Menulis Kembali Dongeng Poso, Menjaga Kearifan Leluhur

0
148
Proses menulis kembali dongeng-dongeng Poso bersama anak muda perempuan Poso. Foto : Dok. Mosintuwu

Seorang pahlawan super sudah sangat familiar di telinga anak-anak Poso era 1950an ketika belum ada televisi atau cerita bergambar menjangkau wilayah ini. Saat Stan Lee merilis sosok Iron Mask tahun 1968. Di tepi Danau Poso sudah ada manusia super bernama Bukiau. Bukiau dan Iron Mask sama-sama memiliki kekuatan dahsyat yang disemburkan melalui tangannya. Di dada keduanya juga muncul cahaya putih menyilaukan saat kekuatan super itu digunakan.
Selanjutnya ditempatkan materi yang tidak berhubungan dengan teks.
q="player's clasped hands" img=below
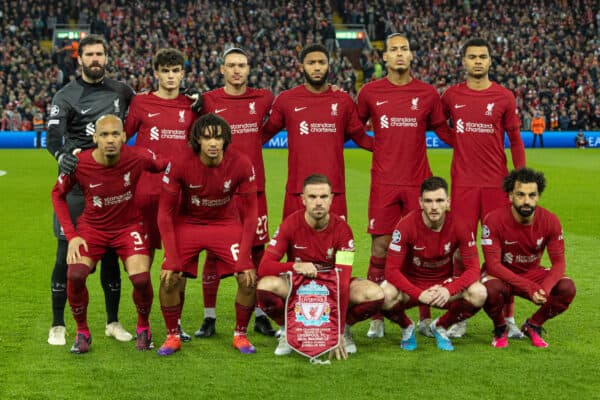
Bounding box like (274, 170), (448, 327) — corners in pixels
(67, 236), (88, 264)
(419, 285), (451, 308)
(292, 262), (318, 278)
(532, 289), (547, 305)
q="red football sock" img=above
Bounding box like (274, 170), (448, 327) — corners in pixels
(234, 302), (254, 335)
(530, 278), (576, 326)
(130, 271), (153, 330)
(67, 263), (90, 332)
(367, 256), (386, 320)
(381, 301), (412, 329)
(418, 304), (432, 320)
(483, 279), (508, 328)
(346, 299), (384, 325)
(437, 299), (480, 329)
(503, 296), (515, 319)
(161, 304), (181, 335)
(202, 253), (220, 308)
(256, 289), (285, 326)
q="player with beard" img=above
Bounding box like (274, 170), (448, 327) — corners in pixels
(380, 177), (486, 352)
(481, 168), (575, 348)
(125, 48), (200, 341)
(195, 48), (276, 339)
(256, 174), (384, 357)
(356, 34), (453, 339)
(262, 44), (373, 221)
(441, 38), (526, 339)
(46, 35), (135, 346)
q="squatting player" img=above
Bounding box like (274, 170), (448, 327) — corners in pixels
(262, 43), (373, 221)
(257, 174), (384, 357)
(125, 47), (200, 341)
(481, 168), (576, 348)
(441, 38), (526, 338)
(46, 34), (135, 345)
(196, 47), (276, 339)
(356, 34), (453, 338)
(51, 115), (168, 353)
(156, 113), (258, 356)
(380, 176), (486, 351)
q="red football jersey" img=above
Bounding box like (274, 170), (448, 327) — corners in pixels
(441, 82), (524, 188)
(263, 85), (371, 194)
(203, 87), (274, 191)
(260, 210), (355, 276)
(481, 205), (565, 294)
(357, 77), (447, 186)
(124, 93), (198, 196)
(160, 148), (257, 225)
(52, 146), (168, 240)
(384, 210), (480, 299)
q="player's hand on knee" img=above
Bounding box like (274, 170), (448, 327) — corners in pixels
(160, 269), (182, 289)
(238, 268), (257, 287)
(430, 286), (450, 308)
(57, 152), (79, 175)
(67, 236), (87, 264)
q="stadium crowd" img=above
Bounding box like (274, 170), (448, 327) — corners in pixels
(0, 0), (599, 131)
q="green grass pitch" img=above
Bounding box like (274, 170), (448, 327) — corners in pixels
(0, 148), (598, 399)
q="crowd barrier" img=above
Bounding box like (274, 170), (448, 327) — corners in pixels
(1, 130), (598, 149)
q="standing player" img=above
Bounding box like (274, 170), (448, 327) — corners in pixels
(441, 38), (526, 338)
(380, 177), (486, 351)
(262, 43), (373, 221)
(51, 115), (168, 353)
(195, 47), (276, 339)
(46, 34), (135, 345)
(156, 114), (259, 356)
(257, 174), (384, 356)
(356, 34), (453, 339)
(124, 48), (200, 341)
(481, 168), (576, 348)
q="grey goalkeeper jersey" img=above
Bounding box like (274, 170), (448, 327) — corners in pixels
(46, 76), (135, 159)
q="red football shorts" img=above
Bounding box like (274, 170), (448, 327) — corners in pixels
(283, 192), (348, 221)
(482, 266), (566, 299)
(368, 183), (420, 235)
(451, 186), (509, 234)
(173, 222), (242, 278)
(77, 222), (150, 263)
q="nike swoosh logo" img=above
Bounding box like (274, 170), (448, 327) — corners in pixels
(148, 112), (160, 117)
(294, 107), (307, 112)
(258, 234), (268, 241)
(81, 108), (92, 114)
(376, 101), (388, 106)
(89, 183), (103, 188)
(293, 244), (307, 249)
(134, 246), (146, 251)
(504, 240), (518, 245)
(215, 108), (227, 114)
(189, 184), (203, 189)
(413, 246), (425, 251)
(454, 104), (466, 109)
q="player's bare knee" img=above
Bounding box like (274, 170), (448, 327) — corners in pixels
(380, 281), (402, 310)
(465, 282), (487, 307)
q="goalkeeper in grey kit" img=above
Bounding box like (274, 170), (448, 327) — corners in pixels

Iron Mask, kita semua tahu adalah karakter yang diciptakan Stan Lee dibawah bendera Marvel Comics, namun siapa pencipta Bukiau kita tidak pernah mendengarnya. Buku cerita tentang sosok yang menguasai tepian Danau Poso itu juga tidak ditemukan di perpustakaan. Dia hanya pernah sering diceritakan dari mulut ke mulut. Itupun, tidak lagi sampai ke telinga anak-anak saat tradisi bertutur digantikan televisi dan kini gawai pintar.
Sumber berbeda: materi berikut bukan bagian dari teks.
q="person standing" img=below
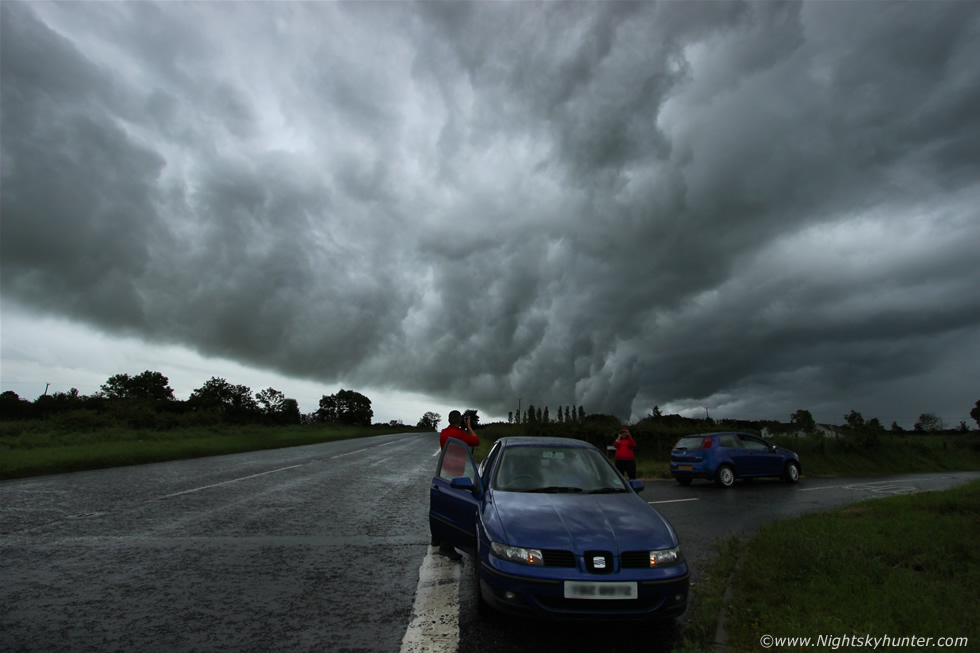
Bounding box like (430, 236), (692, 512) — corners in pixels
(436, 410), (480, 561)
(613, 427), (637, 480)
(439, 410), (480, 450)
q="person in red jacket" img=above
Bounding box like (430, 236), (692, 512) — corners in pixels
(613, 427), (637, 480)
(439, 410), (480, 450)
(436, 410), (480, 561)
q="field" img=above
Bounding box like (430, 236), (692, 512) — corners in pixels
(678, 480), (980, 652)
(0, 421), (428, 479)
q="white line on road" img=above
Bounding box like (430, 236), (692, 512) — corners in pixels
(160, 464), (304, 498)
(648, 498), (701, 505)
(332, 447), (371, 458)
(400, 548), (461, 653)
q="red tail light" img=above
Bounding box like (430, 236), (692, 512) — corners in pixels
(702, 437), (712, 449)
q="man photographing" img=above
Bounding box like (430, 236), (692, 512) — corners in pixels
(439, 410), (480, 450)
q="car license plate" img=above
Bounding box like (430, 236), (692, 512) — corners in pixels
(564, 581), (637, 600)
(677, 465), (693, 471)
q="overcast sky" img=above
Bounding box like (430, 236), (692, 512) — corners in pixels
(2, 1), (979, 429)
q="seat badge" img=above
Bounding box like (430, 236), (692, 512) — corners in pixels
(593, 556), (606, 569)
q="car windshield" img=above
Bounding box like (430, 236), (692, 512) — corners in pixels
(493, 445), (629, 493)
(673, 436), (704, 450)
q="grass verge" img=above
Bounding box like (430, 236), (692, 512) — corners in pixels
(674, 534), (743, 653)
(0, 423), (427, 479)
(677, 480), (980, 652)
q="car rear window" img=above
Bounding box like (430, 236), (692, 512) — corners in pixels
(673, 437), (704, 450)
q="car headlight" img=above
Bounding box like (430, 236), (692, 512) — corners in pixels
(649, 546), (683, 567)
(491, 542), (544, 566)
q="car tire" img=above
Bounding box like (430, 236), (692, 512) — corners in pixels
(715, 465), (736, 488)
(783, 462), (801, 483)
(675, 477), (692, 486)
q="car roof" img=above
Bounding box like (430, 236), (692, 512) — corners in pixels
(496, 436), (597, 450)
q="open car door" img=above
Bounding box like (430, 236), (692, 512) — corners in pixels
(428, 437), (482, 555)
Proses menulis kembali dongeng-dongeng Poso bersama anak muda perempuan Poso. Foto : Dok. Mosintuwu

Kisah Bukiau dan cerita-cerita turun temurun masyarakat Poso lainnya menjadi salah satu pendorong lahirnya Komunitas Dongeng Poso. Gerakan yang di inisiasi sejumlah remaja perempuan ini sudah melakukan langkah maju. Menulis. Agar cerita bijaksana yang sarat makna tidak lenyap oleh waktu.

Adalah 7 orang remaja perempuan, Echa Torokano, Kezia Tabunggi, Aurel Sewang, Ferny To’umbo, Indry Kanina, dan Dina Ancura yang sama-sama punya hobi menulis dan bercerita, bersepakat membentuk sebuah komunitas yang mereka beri nama Komunitas Dongeng Poso. Nama Poso dipakai untuk menunjukkan kalau cerita yang mereka angkat semuanya berasal dari wilayah ini.

Dina Ancura mengatakan, ide membentuk komunitas ini muncul karena menyadari dia dan kawan-kawannya hampir sudah tidak lagi pernah mendengarkan dongeng yang dalam bahasa Poso dikenal dengan Laolita. Kalaupun ada yang mereka dengarkan biasanya adalah fabel tentang Harimau, Gajah, atau Jerapah, hewan yang tidak ada di Sulawesi. Padahal, Poso kaya dengan cerita-cerita seperti itu.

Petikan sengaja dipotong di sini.